The old mystic leaned down, her whisper sliding into his ear like a blade through silk.

"Your name means nothing. Your breath means nothing. Your life has already ended."

Something inside Varric snapped.

He lunged.

Mana erupted from him in molten-red fury. His blade ignited with furnace heat, the hall trembling under the surge of his Mortal Lord aura. He roared and struck at the mystic with full force—a blow capable of splitting stone and crushing armored carriages yet the strike never landed.

The old woman raised her staff and a ripple of pressure burst outward.

BOOM.

The floor dented while the walls cracked.

Varric was hurled across the hall like a discarded doll, smashing into a pillar hard enough to send dust cascading from the ceiling. He coughed blood, vision swimming. His sword trembled in his grip.

"No…" he rasped. "I will not die like this. I am not—"

The mystic blurred.

For a split-second she was in front of him. Then behind him. Then nowhere.

A cold presence pressed against his spine.

"You were dead," she whispered.

A flash of fractured light cut through the air.

Varric did not feel pain.

He collapsed in two clean halves.

His eyes remained open, frozen in disbelief.

Silence followed.

Then the armored figure raised one gauntleted hand.

"Erase them all."

That night the Guild screamed.

Flames not of fire, but of unraveling mana spread through every inch of the guild. The talisman-bearers moved like sandstorms given human form, tearing through armored guild enforcers without slowing.

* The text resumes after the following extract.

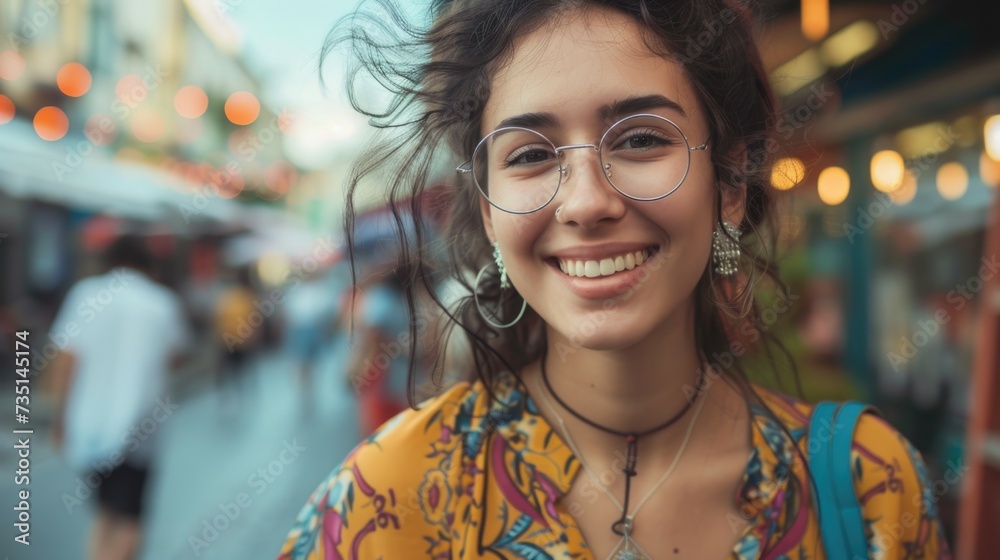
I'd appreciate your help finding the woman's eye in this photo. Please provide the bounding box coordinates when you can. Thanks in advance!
[628,135,661,148]
[505,147,553,167]
[613,130,677,151]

The gilded mask unleashed relic-forged constructs—mechanical horrors that crawled along walls and ceilings, slicing through men and metal alike. Steel bent like paper and flesh split without resistance.

The mystic whispered curse like words, folding space into crushing distortions that twisted bodies into impossible shapes.

The Emberforge Guild, proud and fortified, stood no chance.

Within minutes, the main hall ran red.

Within an hour, the compound fell silent.

The three Tazrik dwarves watched without interference, their expressions unreadable as the massacre unfolded around them.

When it was done, no one remained alive within the guild's walls. They departed as silently as they had arrived.

As dawn brushed the rooftops of Dhaurim City, smoke drifted upward from the Emberforge compound.

And there was no one left alive inside to explain what had happened.